第87回–2014年11月>
佐村河内守氏が"別人に作曲依頼"を審理
川内原発報道で事実誤認と不適切な編集
テレビ朝日の『報道ステーション』を審議…など
第87回放送倫理検証委員会は11月14日に開催された。
"全聾の作曲家"と多くの番組で紹介されていた佐村河内守氏が、実は別人に作曲を依頼していたことが発覚した事案について、各局の報告書をもとに、問題発覚後の対応のあり方などをめぐって意見交換した。
テレビ朝日の『報道ステーション』が放送した九州電力川内原子力発電所に関するニュースに、事実誤認と不適切な編集があったとして審議入りした事案は、担当委員から当該局へのヒアリングの概要の報告が行われた。
議事の詳細
- 日時
- 2014年11月14日(金)午後5時~8時15分
- 場所
- 「放送倫理・番組向上機構[BPO]」第1会議室(千代田放送会館7階)
- 議題
- 1.「全聾の作曲家」佐村河内守氏が別人に作曲を依頼していたことが発覚した事案を審理
2.川内原発をめぐる原子力規制委員会の報道に事実誤認と不適切な編集があったテレビ朝日の報道番組を審議 - 出席者
-
川端委員長、小町谷委員長代行、是枝委員長代行、香山委員、斎藤委員、渋谷委員、鈴木委員、藤田委員、升味委員
1.「全聾の作曲家」と称していた佐村河内守氏が、実は別人に作曲を依頼していたことが発覚した事案を審理
全聾でありながら『交響曲第1番HIROSHIMA』などを作曲したとして、多くのドキュメンタリー番組等で紹介されていた佐村河内守氏が、実は別人に作曲を依頼していたことが発覚した事案について、問題発覚後の対応のあり方などをめぐって、各局から提出された報告書をもとに意見を交換した。審理の対象になった7番組を放送した5局に対しては、
- (1) 問題発覚直後の視聴者に向けた対応について
- (2) その後の視聴者に向けた対応について
- (3) 視聴者の反応について
- (4) 番組協力者への対応について
- (5) 番組審議会への報告について
- (6) 番組に対する自己検証について
- (7) 再発防止のための取り組みについて
- (8) 上記の取り組みに対する自己評価について
の8項目について、それぞれの番組内容に応じた具体的な質問を設定し、報告を求めた。その結果、すべての局から詳細な報告書が提出され、問題発覚後の各放送局の対応については事実関係がほぼ明らかになった。これまでの調査で各番組の制作過程についても事実関係は明らかになっているが、そのすべてで誤った情報が流され、多くの視聴者に誤解を与えた事案であることを考えると、なぜそのような事態に至ったのか、視聴者への説明責任を果たし誤解を解消するために必要なことは何なのかについて、更なる検証が必要との意見も多く、委員会は、次回も審理を継続する。

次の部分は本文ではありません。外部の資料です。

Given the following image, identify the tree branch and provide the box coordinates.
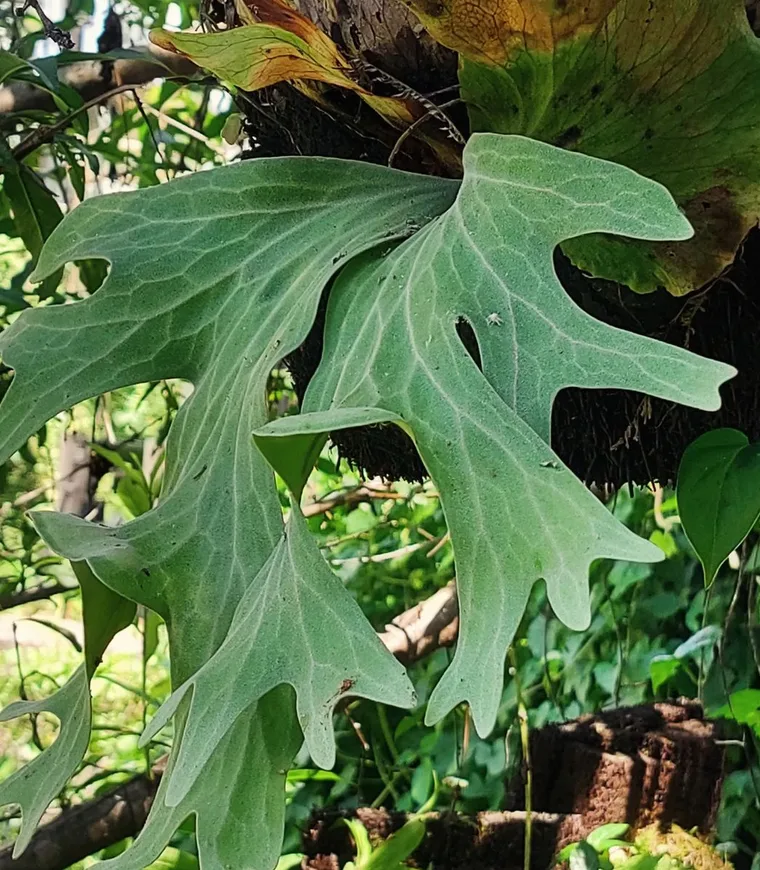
[379,580,459,665]
[0,45,198,118]
[13,85,141,160]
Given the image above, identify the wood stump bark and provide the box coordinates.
[303,701,723,870]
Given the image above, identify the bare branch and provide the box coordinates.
[0,45,198,117]
[0,583,76,610]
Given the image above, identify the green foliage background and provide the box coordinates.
[0,3,760,867]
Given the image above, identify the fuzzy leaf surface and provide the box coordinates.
[256,134,734,734]
[0,563,135,857]
[0,158,458,870]
[411,0,760,295]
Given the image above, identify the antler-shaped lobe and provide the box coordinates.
[257,135,734,734]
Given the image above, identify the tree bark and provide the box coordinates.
[0,45,198,119]
[0,775,160,870]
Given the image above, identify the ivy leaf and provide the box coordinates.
[411,0,760,295]
[676,429,760,586]
[256,135,734,735]
[0,563,135,858]
[0,158,458,870]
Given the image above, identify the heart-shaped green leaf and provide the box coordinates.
[676,429,760,586]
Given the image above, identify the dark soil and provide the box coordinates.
[303,701,723,870]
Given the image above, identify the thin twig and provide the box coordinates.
[13,85,142,160]
[17,0,74,49]
[388,97,464,166]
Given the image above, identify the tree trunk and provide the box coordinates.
[240,0,760,486]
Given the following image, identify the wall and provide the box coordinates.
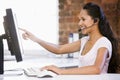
[59,0,120,72]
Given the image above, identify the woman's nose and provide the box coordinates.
[78,20,82,26]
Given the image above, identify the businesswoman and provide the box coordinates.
[21,3,118,75]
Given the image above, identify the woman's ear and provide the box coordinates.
[94,18,99,23]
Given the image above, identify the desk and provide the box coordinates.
[0,50,120,80]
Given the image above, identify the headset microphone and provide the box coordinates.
[87,19,97,28]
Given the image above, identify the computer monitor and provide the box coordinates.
[0,8,22,74]
[2,8,22,62]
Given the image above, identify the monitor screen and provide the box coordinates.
[3,8,22,62]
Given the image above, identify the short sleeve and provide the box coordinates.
[97,37,112,58]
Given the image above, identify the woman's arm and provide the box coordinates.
[42,48,108,75]
[20,28,80,54]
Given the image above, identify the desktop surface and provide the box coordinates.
[0,49,120,80]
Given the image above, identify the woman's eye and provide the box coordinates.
[82,19,85,21]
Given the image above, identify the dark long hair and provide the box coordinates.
[83,3,118,73]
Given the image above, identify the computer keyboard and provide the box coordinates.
[24,67,57,78]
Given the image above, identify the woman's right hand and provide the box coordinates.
[19,28,38,42]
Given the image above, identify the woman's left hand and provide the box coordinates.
[41,65,62,74]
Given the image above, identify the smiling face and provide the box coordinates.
[78,9,94,34]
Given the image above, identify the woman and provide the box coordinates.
[19,3,117,75]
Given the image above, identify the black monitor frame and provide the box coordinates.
[0,8,22,74]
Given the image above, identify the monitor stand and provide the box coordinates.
[0,36,4,74]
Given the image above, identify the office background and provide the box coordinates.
[0,0,120,73]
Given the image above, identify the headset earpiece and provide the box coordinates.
[94,18,98,23]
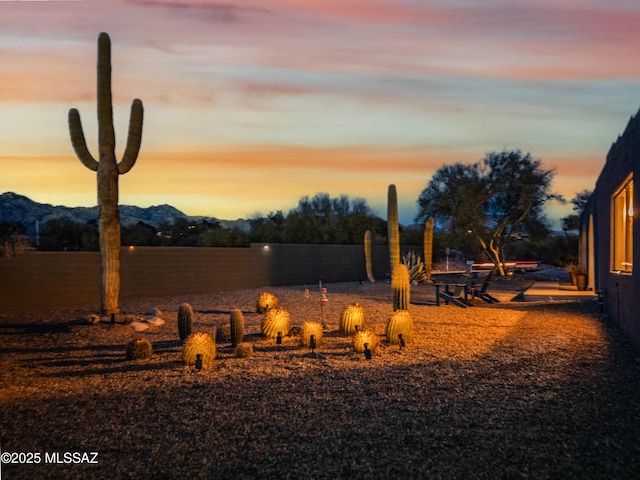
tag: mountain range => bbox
[0,192,249,240]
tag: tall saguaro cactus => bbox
[387,184,400,272]
[69,32,144,314]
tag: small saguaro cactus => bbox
[127,337,153,360]
[387,310,413,345]
[391,263,411,312]
[178,303,193,342]
[69,32,144,314]
[260,307,290,339]
[182,332,216,369]
[364,230,376,283]
[300,322,322,347]
[229,308,244,347]
[387,184,400,271]
[353,330,380,353]
[423,217,435,282]
[256,292,278,313]
[339,303,365,337]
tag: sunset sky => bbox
[0,0,640,224]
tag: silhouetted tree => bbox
[416,150,564,274]
[0,222,29,257]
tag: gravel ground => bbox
[0,278,640,480]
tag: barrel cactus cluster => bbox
[182,332,216,369]
[353,329,380,353]
[256,292,278,313]
[339,303,365,337]
[260,307,291,339]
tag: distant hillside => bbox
[0,192,248,240]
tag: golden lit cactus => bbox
[353,330,380,353]
[300,322,322,347]
[339,303,365,337]
[391,263,411,312]
[260,307,290,338]
[233,342,253,358]
[364,230,376,283]
[182,332,216,369]
[216,322,231,342]
[387,185,400,271]
[127,337,153,360]
[256,292,278,313]
[387,310,413,345]
[178,303,193,342]
[229,308,244,347]
[423,217,435,282]
[69,32,144,314]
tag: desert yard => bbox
[0,278,640,480]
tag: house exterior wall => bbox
[581,112,640,352]
[0,244,398,314]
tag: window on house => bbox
[612,178,633,272]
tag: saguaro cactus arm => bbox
[118,98,144,175]
[69,108,98,172]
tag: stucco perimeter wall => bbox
[0,244,396,312]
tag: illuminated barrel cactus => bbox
[256,292,278,313]
[178,303,193,342]
[353,330,380,353]
[387,310,413,345]
[260,307,290,338]
[300,322,322,347]
[127,337,153,360]
[339,303,365,337]
[182,332,216,369]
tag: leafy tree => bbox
[416,150,564,275]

2.川内原発をめぐる原子力規制委員会の報道に事実誤認と不適切な編集があったテレビ朝日の『報道ステーション』を審議
テレビ朝日の『報道ステーション』で、原子力規制委員会が九州電力川内原発について新規制基準に適合していると正式に認めたニュースを伝えた際に、事実誤認や不適切な編集があったことが明らかになり、委員会は前回、国民の関心が高いニュースで2つの間違いをしたのは小さな問題とは言えないとして、審議入りを決めた。
当該番組の担当ディレクターやプロデューサーをはじめ、取材担当記者、報道局幹部などあわせて11人を対象にしたヒアリングが10月末に実施され、担当委員からその概要が報告された。「なぜ、印象操作と疑われるような編集がされてしまったのか」「急きょ予定にない項目の放送を決めたため、放送時間が迫る中、分業で作業したことが誤った放送につながっているが、どうすれば良かったのか」「放送前のプロデューサーや記者のチェックは、どうなっていたのか」などの論点について、意見が交わされたほか、当該局で既に実施されている再発防止策の報告も行われた。
今回の審議をふまえて、次回委員会には、担当委員が意見書の原案を提出し、さらに議論を深めることになった。